[FLINK-7637] [kinesis] Fix at-least-once guarantee in FlinkKinesisProducer by tzulitai · Pull Request #4871 · apache/flink

tzulitai · 2017-10-20T09:18:58Z

What is the purpose of the change

Prior to this PR, there is no flushing of KPL outstanding records on checkpoints in the FlinkKinesisProducer. Likewise to the at-least-once issue on the Flink Kafka producer before, this may lead to data loss if there are asynchronous failing records after a checkpoint which the records was part of was completed.

Brief change log

Fix at-least-once in the Kinesis producer by properly flushing on checkpoints.
Minor fixes (last 2 commits) that cleans up the code.

Verifying this change

New unit tests are added to FlinkKinesisProducerTest to verify at-least-once.

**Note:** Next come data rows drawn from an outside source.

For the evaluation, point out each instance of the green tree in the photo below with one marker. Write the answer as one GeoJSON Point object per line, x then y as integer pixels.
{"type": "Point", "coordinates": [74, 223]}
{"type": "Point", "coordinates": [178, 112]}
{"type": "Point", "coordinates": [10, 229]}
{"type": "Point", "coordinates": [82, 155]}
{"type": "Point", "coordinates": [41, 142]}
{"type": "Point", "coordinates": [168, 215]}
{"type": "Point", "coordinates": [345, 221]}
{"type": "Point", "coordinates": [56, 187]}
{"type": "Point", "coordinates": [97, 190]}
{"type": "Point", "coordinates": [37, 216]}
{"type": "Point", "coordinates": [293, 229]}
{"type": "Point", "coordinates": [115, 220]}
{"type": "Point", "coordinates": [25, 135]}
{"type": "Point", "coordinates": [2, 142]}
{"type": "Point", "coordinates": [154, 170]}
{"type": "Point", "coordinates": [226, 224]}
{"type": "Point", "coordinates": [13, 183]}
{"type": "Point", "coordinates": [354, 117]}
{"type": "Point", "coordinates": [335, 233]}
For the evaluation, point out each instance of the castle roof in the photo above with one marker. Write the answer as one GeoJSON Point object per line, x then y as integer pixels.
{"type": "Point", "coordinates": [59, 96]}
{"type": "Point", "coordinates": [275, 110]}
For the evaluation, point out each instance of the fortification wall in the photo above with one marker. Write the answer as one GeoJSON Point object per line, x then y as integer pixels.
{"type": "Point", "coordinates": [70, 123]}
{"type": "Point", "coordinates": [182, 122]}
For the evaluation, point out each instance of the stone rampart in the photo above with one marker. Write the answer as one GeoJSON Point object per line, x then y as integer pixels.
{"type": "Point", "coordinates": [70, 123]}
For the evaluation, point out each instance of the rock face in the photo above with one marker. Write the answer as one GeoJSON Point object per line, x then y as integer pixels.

Does this pull request potentially affect one of the following parts:

Dependencies (does it add or upgrade a dependency): no
The public API, i.e., is any changed class annotated with @Public(Evolving): no
The serializers: no
The runtime per-record code paths (performance sensitive): no
Anything that affects deployment or recovery: no

Documentation

Does this pull request introduce a new feature? no
If yes, how is the feature documented? n/a

…ducer Prior to this commit, there is no flushing of KPL outstanding records on checkpoints in the FlinkKinesisProducer. Likewise to the at-least-once issue on the Flink Kafka producer before, this may lead to data loss if there are asynchronous failing records after a checkpoint which the records was part of was completed.

…ucer classes

pnowojski · 2017-10-23T08:35:26Z

...inesis/src/main/java/org/apache/flink/streaming/connectors/kinesis/FlinkKinesisProducer.java

 		if (this.producer == null) {
 			throw new RuntimeException("Kinesis producer has been closed");
 		}
-		if (thrownException != null) {


nit: it would be easier to review the code, if refactor (like extracting this code to a method) was in separate commit then "real" "production" changes. Especially if those production changes are pretty minimal in term of number of changes line codes :)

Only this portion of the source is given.